La transposition de la directive SMA constitue un moyen d'obtenir de nouvelles ressources au profit du secteur. Dans le même sens, un crédit d'impôt nous semble une excellente mesure.

Quant au projet de loi que votre commission a examiné, nous ne pouvons également que lui apporter notre soutien. L'intérêt du rapprochement du CSA et de l'Hadopi au sein d'une nouvelle entité aux compétences renforcées, l'Autorité de régulation de la communication audiovisuelle et numérique (Arcom), demeure d'une évidente actualité.

La convention que nous avons signée au début de 2020 avec l'Hadopi met en place une structure qui préfigure celle qui naîtra de notre fusion. Elle se réunit régulièrement.

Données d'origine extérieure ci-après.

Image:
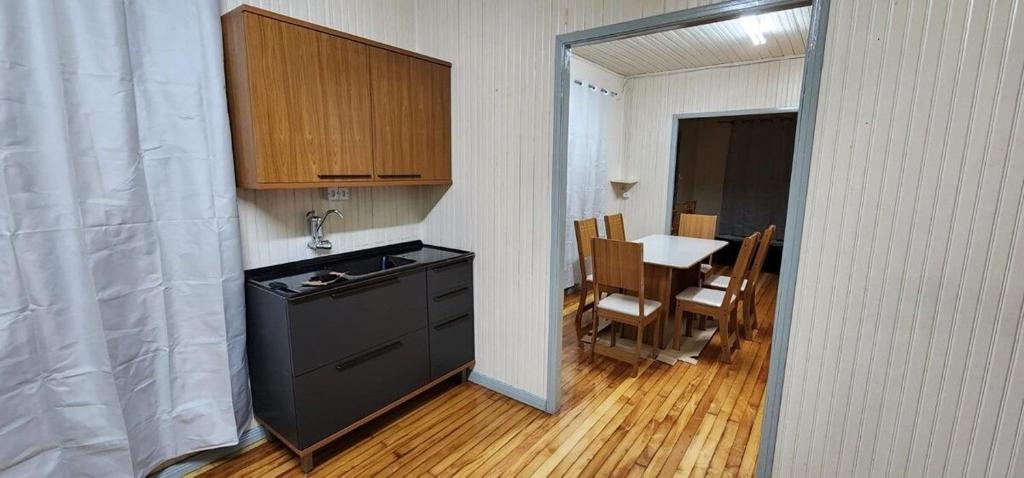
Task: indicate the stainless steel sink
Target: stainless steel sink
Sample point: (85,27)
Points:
(363,267)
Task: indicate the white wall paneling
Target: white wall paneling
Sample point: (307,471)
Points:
(905,349)
(650,103)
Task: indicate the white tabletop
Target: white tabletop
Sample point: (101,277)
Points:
(678,252)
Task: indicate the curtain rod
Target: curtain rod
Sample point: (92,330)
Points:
(593,87)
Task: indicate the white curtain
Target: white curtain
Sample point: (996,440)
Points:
(122,327)
(587,172)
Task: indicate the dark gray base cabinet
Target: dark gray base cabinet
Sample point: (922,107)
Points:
(318,364)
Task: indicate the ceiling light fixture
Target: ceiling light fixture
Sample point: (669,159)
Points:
(754,29)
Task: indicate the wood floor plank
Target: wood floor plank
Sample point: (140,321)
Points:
(682,420)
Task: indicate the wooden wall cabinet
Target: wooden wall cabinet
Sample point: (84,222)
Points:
(315,107)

Dans le domaine de la lutte contre les fausses informations, notre rapport à paraître à la fin du mois de juillet détaillera les conclusions de nos échanges avec les plateformes en ligne. Pendant la crise, l'acuité du problème des informations fallacieuses sur les questions de santé publique a retenu notre attention. Force est de constater que les plateformes, Facebook en tête, en ont pris conscience et ont entrepris de réagir.

En revanche, vous connaissez le sort que le Conseil constitutionnel a réservé au texte de loi relatif à la lutte contre la haine en ligne. La loi finalement promulguée prévoit néanmoins la création d'un observatoire, chargé d'en suivre le phénomène. Il entrera prochainement en fonctions. Le DSA, que j'ai déjà évoqué, a également vocation à lutter contre les contenus haineux et la désinformation en ligne.

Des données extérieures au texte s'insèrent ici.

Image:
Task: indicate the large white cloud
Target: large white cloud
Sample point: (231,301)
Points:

En matière de lutte contre la pornographie, l'amendement récemment adopté par le Sénat sur le texte relatif aux violences conjugales confère au président du CSA une double compétence. Celui-ci dispose désormais de la faculté de mettre en demeure les plateformes qui ne posséderaient aucun moyen effectif de s'assurer de la majorité civile de leurs utilisateurs. En tant que de besoin, il peut recourir à la saisine du juge judiciaire. La mise en œuvre de ce texte se révélera cependant complexe. De nombreux acteurs agissent en effet loin de notre territoire national.